Saturday, 15 October 2016

Thinking Outside The Box

When I get into a blogging frame of mind, it is impossible to read even a few lines of a text by Poul Anderson without finding something to post about. Moving from p. 534 to p. 535 of The Van Rijn Method, we find Dalmady reflecting on the big investment that the Baburites are making in a single medicinal product from Suleiman. He continues:

"But they don't operate under capitalism, under anything that human history ever saw, or so I've heard. Therefore they may consider it an investment in ...empire? No doubt they can expand their foothold here, once we're out of the way -" (p. 535)

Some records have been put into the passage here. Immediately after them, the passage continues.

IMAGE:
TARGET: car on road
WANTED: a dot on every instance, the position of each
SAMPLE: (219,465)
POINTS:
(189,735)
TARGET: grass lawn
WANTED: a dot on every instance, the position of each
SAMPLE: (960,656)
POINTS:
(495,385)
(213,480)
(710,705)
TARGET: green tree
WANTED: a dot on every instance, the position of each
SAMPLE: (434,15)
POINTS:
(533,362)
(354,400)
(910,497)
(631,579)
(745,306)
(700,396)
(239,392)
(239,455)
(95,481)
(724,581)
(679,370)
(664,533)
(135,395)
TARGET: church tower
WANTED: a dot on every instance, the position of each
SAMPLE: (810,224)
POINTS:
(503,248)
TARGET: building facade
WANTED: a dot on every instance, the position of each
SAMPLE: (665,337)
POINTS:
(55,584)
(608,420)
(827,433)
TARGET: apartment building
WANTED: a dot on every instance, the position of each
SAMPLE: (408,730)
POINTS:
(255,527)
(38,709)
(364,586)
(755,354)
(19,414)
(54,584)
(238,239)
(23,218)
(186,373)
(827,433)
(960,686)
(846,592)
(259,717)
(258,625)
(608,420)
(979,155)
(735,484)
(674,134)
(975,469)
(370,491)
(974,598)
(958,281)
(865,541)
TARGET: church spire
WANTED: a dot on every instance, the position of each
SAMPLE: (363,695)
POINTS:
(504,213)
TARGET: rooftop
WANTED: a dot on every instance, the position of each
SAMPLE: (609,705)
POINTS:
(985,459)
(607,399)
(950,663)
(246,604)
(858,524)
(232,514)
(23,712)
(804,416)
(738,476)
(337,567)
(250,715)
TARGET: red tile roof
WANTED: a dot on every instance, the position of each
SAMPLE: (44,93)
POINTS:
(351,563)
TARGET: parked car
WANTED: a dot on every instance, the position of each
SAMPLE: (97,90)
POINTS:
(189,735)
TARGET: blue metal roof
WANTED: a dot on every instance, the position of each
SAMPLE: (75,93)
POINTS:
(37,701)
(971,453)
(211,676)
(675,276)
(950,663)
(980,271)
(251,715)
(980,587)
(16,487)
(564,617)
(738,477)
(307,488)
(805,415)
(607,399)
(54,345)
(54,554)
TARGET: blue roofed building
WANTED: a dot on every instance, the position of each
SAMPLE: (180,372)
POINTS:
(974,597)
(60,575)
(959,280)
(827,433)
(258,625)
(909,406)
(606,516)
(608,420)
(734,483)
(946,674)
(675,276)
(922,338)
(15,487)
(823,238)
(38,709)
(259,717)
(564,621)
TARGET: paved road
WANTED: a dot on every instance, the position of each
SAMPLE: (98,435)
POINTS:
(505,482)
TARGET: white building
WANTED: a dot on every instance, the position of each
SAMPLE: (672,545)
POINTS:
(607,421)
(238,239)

But, of course, "empire" is just as much a human historical construct as "capitalism." And Anderson does go on to show the Baburites as imperialistic. However, he also shows us an entirely alien species on Sphinx. The natives of that planet pay Imperial tribute but otherwise go about their inexplicable business. When an Imperial pretender lands on their planet, they remain unemotional, offer no resistance and give him what he wants but nothing more. Their structures, resembling giant 3D spiderwebs, twinkle and change color in the dark. Human beings named the planet "Sphinx" because they did not understand it.

Back to the Baburites: the word "investment" transcends human economics. If the Baburites expend effort and energy on Suleiman, then they must expect some corresponding advantage or benefit - unless they are a dysfunctional race that will not survive.

1 comment:

  1. Kaor, Paul!

    I don't think "empire" is necessarily a concept only humans can have. I think other races are likely to have concepts similar to some of ours. So, yes, the Baburites almost certainly were thinking of bluejack as more than simply a useful or convenient plant.

    Your comments about Sphinx reminded me of Flandry's remarks in THE REBEL WORLDS about how many and wildly diverse races the Empire contained. Perhaps Sphinx was inhabited by one of the "hive" races Flandry mentioned?